Unmanned US Navy jet gets more punch
A small, experimental jet intended to demonstrate a UAV's ability to operate off aircraft carriers just might see operational action, according to two top US Navy officials. The aircraft is the X-47B, being developed by Northrop Grumman under the Navy Unmanned Combat Air System (N-UCAS) program. Roughly $2 billion has been added by the Pentagon over the next five years to give the program a major boost. Most of that money, said Rear Adm. Bill Burke, was at the behest of the new Quadrennial Defence Review (QDR).
"What we think it ought to do is deliver some sort of capability," Burke, the Navy's QDR director, told reporters February 4 at the Pentagon. "It would be a real program; it wouldn't be a demo. We'd like it to be able to deliver kinetic effects or do [intelligence, surveillance and reconnaissance] missions for us." Burke cautioned that many decisions still lie ahead.
The first of two X-47Bs is scheduled to be delivered by Northrop early this year, with the second to follow late in 2010. Carrier-based tests are to begin next year.

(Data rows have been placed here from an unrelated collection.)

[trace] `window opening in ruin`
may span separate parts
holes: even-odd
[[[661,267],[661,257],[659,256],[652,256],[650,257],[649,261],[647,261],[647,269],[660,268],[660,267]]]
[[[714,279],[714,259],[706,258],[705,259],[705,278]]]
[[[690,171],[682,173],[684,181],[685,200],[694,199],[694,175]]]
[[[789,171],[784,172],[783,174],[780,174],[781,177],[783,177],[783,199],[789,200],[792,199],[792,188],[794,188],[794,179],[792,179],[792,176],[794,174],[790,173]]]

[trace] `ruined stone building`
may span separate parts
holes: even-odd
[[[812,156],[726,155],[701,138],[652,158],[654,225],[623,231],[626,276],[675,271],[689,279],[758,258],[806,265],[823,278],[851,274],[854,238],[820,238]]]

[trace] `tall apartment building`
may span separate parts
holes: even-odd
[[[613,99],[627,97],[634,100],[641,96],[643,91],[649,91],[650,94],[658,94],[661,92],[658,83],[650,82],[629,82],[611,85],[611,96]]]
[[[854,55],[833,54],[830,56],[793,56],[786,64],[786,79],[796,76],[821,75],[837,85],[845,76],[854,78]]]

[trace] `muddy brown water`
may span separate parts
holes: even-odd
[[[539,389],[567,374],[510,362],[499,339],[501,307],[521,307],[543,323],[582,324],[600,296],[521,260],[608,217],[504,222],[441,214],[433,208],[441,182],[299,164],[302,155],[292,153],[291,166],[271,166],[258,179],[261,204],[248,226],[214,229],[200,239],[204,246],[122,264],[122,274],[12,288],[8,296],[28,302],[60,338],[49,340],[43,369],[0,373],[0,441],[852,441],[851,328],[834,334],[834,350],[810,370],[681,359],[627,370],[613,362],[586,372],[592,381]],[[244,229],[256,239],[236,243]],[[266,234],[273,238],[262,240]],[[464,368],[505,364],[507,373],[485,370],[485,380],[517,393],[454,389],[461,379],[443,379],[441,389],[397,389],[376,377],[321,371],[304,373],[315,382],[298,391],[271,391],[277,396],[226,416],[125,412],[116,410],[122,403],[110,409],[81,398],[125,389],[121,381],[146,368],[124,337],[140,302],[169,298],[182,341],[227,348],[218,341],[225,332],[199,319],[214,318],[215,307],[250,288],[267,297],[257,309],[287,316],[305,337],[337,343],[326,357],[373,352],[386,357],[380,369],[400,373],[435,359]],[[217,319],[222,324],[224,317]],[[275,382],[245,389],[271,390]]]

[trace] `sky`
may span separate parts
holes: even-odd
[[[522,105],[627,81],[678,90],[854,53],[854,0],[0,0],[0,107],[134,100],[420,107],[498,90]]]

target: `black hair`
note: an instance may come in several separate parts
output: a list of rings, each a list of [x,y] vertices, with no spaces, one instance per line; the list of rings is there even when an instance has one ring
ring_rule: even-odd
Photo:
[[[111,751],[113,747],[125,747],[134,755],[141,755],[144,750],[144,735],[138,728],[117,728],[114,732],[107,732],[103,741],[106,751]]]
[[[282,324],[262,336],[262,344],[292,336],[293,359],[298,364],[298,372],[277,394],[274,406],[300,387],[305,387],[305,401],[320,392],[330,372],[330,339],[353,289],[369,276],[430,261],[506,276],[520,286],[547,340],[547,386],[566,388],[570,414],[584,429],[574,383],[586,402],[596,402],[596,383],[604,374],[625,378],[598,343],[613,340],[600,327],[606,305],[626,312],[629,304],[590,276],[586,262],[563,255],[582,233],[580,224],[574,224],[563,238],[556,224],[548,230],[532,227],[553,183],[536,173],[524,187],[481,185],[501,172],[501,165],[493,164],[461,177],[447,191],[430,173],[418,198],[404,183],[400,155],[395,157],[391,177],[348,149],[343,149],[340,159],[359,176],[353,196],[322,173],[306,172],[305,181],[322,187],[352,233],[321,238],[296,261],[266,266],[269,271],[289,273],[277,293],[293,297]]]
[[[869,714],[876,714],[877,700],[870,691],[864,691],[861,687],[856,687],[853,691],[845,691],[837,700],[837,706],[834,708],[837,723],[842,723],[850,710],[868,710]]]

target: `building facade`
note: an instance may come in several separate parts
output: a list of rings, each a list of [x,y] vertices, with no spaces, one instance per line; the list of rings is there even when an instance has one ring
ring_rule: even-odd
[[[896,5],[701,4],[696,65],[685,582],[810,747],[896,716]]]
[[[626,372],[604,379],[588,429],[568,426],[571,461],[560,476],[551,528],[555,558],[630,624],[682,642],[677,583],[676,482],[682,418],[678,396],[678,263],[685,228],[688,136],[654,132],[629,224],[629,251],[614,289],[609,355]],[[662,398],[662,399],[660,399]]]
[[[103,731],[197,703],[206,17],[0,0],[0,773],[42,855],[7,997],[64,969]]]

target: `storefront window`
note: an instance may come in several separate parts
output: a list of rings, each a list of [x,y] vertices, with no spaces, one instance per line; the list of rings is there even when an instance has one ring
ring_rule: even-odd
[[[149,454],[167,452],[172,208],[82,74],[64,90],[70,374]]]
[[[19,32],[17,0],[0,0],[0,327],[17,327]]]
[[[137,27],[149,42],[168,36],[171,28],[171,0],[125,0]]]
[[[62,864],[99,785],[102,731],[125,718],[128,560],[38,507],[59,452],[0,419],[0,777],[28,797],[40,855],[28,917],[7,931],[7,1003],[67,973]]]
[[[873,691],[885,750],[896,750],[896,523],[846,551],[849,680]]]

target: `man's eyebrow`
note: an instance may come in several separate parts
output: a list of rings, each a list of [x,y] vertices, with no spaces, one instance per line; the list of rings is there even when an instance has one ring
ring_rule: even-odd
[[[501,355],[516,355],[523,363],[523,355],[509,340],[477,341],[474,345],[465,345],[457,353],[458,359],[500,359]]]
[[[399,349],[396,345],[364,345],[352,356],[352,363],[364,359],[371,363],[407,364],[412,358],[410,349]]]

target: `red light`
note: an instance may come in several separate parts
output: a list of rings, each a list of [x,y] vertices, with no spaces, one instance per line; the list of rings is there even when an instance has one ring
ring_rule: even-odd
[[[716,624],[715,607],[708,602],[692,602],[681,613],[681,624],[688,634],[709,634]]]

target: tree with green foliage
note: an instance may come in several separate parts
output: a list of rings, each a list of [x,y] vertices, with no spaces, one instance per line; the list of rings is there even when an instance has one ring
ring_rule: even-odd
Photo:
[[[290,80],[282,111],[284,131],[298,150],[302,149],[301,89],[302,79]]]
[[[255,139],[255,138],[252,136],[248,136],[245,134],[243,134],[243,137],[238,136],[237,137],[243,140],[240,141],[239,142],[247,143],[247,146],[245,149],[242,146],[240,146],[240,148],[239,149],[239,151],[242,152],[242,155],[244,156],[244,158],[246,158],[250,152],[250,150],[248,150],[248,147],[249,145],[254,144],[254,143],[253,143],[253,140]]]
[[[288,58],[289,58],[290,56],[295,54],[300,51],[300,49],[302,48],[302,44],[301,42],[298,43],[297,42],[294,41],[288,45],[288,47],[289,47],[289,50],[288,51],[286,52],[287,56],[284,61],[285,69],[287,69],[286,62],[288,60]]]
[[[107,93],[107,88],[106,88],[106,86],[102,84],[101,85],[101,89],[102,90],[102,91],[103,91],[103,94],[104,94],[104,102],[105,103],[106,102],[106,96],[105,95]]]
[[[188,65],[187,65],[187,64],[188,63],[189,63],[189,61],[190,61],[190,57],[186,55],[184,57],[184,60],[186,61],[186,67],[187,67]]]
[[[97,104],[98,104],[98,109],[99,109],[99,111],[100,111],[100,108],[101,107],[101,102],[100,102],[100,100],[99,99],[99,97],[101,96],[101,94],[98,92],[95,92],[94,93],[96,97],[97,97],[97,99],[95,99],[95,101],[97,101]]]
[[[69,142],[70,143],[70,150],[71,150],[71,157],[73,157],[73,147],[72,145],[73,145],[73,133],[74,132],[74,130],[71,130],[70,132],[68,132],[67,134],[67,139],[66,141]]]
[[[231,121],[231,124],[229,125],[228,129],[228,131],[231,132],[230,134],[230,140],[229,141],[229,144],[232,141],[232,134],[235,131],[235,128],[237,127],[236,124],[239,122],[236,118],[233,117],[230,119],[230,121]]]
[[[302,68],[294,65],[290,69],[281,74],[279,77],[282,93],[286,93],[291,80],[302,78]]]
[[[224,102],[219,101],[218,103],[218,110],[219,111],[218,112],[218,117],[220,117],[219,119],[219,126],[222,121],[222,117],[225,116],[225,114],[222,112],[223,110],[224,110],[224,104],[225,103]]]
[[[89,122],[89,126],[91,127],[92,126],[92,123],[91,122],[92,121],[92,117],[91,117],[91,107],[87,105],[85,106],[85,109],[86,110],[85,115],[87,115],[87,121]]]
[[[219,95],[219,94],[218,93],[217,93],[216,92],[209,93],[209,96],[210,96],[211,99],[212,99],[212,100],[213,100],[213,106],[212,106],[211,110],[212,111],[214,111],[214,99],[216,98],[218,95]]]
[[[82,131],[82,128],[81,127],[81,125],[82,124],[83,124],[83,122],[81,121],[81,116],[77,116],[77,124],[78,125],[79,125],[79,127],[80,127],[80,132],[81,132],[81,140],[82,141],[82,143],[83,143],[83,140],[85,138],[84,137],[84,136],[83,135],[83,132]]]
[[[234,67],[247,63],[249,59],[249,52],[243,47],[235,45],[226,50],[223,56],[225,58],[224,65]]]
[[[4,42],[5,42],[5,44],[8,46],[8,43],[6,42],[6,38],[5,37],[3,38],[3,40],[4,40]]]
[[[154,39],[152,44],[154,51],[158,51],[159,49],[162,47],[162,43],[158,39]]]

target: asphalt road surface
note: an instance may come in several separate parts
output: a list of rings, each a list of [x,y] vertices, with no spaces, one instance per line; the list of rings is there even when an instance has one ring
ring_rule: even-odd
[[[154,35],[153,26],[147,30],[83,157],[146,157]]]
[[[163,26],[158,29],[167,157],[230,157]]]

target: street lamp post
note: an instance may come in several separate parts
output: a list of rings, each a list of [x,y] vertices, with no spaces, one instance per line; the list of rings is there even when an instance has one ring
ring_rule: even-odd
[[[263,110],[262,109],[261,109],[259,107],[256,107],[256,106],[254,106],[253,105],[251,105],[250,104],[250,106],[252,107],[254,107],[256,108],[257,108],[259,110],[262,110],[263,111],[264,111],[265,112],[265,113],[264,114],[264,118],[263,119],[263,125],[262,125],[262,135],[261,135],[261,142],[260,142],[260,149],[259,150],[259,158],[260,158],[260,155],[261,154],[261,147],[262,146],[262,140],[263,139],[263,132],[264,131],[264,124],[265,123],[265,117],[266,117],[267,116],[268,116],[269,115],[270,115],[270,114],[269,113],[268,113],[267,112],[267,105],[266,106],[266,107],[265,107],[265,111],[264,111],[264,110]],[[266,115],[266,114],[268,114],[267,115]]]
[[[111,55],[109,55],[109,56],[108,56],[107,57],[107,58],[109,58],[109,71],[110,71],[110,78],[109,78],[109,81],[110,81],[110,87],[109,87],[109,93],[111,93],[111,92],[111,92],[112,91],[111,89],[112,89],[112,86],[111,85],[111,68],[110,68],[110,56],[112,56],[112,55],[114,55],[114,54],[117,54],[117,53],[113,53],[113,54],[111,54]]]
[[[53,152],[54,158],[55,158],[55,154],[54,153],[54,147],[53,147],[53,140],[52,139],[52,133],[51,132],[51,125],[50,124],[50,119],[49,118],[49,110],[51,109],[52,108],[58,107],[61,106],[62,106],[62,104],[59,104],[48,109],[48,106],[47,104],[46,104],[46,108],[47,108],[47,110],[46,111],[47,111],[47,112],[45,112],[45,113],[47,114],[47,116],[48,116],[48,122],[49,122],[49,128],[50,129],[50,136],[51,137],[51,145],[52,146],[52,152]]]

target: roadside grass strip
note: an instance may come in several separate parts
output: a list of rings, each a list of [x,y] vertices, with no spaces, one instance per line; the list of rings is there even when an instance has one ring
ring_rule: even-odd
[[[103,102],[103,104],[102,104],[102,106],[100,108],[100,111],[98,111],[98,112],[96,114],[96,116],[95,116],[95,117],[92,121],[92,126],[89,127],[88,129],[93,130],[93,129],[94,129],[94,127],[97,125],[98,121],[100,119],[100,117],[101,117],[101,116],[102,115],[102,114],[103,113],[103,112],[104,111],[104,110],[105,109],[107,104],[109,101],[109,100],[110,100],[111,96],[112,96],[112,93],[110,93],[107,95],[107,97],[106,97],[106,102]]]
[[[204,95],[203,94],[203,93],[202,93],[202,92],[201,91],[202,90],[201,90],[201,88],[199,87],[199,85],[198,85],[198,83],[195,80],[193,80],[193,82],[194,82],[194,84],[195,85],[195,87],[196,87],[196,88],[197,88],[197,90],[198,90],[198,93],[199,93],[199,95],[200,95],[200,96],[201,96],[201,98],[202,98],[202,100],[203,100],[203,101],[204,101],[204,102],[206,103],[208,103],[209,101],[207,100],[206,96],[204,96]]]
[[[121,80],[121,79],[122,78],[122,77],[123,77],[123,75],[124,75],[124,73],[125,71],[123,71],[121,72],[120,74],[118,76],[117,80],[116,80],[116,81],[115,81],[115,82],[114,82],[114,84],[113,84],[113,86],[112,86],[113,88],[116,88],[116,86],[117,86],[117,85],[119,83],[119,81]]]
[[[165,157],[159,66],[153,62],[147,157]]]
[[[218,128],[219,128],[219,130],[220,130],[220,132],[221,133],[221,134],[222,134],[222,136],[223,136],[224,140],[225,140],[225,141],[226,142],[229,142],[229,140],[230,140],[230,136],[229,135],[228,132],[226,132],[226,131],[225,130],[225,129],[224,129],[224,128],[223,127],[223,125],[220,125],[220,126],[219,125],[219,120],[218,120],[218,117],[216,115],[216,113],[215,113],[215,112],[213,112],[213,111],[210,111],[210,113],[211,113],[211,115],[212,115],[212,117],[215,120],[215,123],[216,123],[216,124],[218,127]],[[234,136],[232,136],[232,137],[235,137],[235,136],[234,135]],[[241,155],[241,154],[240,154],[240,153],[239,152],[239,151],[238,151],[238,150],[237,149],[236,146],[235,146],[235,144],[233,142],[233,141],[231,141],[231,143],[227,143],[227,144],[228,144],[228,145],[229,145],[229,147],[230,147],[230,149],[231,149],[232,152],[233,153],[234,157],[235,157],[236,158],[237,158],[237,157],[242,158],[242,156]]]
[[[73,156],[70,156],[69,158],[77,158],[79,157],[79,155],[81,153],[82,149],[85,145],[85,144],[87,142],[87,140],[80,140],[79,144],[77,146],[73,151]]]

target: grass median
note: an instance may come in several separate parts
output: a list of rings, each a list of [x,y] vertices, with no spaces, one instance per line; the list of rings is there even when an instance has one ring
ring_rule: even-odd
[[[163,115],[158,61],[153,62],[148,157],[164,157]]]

Unlike other unmanned aerial vehicles, the X-47B - which looks like a miniature B-2 Stealth bomber - is intended as a strike aircraft that can operate from aircraft carrier flight decks.
X-aircraft are generally intended as technology demonstrators and not prototypes of operational aircraft, although both contenders for the Joint Strike Fighter (JSF) program came from the X line. The N-UCAS program has been envisioned as leading to an operational Navy aircraft in about a decade, but the QDR may have spurred an effort to accelerate that timeline.